Montesinos teria sido assassinado

Vladimiro Montesinos, o foragido ex-assessor de inteligência do deposto presidente peruano Alberto Fujimori, teria sido assassinado pela Marinha de seu país, e o "chanceler Javier Pérez de Cuéllar sabe disso", afirmou nesta segunda-feira o deputado governista venezuelano Pedro Carreño. O legislador explicou que, há cerca de dois meses e meio, Montesinos havia sido convidado para uma reunião pelo serviço de inteligência naval de seu país e, segundo sua versão, foi levado à base naval de Lima, na qual "o mais provável é que tenha sido assassinado". "Reitero, neste momento, que (Javier) Pérez de Cuéllar sabe que Montesinos foi assassinado na base naval Alfonso Garte (de Lima)", sentenciou o deputado à emissora local Unión Radio e ao jornal vespertino El Mundo.
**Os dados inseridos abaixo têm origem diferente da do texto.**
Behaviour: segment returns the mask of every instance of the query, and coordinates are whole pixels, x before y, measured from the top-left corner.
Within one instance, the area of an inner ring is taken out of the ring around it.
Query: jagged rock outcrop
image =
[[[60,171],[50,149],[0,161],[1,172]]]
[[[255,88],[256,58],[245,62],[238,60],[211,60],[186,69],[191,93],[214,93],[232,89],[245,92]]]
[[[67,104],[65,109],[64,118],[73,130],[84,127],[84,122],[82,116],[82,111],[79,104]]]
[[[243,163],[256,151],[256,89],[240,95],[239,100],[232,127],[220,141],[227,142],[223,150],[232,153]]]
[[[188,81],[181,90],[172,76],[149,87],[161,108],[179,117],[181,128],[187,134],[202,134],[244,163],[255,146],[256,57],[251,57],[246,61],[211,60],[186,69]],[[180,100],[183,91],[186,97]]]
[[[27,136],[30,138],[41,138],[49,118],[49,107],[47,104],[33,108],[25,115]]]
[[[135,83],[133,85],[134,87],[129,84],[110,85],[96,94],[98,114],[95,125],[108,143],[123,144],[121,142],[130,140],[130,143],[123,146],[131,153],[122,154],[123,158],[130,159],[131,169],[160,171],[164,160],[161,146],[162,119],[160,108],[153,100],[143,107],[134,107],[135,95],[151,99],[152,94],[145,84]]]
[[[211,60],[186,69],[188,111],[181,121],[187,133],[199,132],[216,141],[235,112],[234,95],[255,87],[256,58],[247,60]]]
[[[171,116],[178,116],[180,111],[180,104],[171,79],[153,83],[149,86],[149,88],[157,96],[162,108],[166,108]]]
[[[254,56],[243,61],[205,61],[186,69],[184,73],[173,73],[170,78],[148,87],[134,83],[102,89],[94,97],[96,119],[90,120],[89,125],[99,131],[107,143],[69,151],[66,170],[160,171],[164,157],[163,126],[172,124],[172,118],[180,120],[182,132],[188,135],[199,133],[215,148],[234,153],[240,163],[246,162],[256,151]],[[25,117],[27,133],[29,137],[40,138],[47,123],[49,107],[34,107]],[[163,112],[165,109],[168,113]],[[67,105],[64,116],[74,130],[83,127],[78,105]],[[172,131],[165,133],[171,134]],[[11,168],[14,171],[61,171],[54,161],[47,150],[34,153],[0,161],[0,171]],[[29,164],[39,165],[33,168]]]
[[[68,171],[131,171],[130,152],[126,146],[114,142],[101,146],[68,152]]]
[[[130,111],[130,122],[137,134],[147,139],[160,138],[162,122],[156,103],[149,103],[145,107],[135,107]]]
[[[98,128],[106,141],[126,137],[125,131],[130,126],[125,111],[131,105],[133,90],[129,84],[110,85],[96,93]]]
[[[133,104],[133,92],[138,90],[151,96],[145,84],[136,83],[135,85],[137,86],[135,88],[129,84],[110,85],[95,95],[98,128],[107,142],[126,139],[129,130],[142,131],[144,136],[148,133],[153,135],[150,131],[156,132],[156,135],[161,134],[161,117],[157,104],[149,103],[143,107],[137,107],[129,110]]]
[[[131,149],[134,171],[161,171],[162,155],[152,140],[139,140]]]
O parlamentar, do Movimento Quinta República (MVR) - fundado pelo atual mandatário Hugo Chávez -, iniciou as investigações sobre o caso Montesinos devido aos supostos vínculos do ex-assessor de Fujimori com o governo venezuelano. "Chamou-me fortemente a atenção como tem crescido ultimamente na Venezuela a procura por Montesinos... um delinqüente que tem dívidas para com a Justiça peruana, não com a venezuelana". Carreño disse ter feito contatos com funcionários de inteligência peruanos, os quais lhe forneceram dados que reforçaram sua versão. Segundo a versão, Montesinos autorizou, durante sua suposta reunião fatal na base naval, a retirada de seu dinheiro em dólares das contas que mantinha em bancos suíços, alemães e austríacos - "o que pode ser constatado nos bancos internacionais". Depois desta reunião, prosseguiu o deputado, Montesinos nunca mais foi visto, e o mais provável é que tenha sido lá mesmo assassinado". "Este morto não é da Venezuela", insistiu, após acrescentar que Pérez de Cuéllar e a ex-candidata presidencial peruana Lourdes Flores lançaram as versões sobre a suposta presença de Montesinos na Venezuela.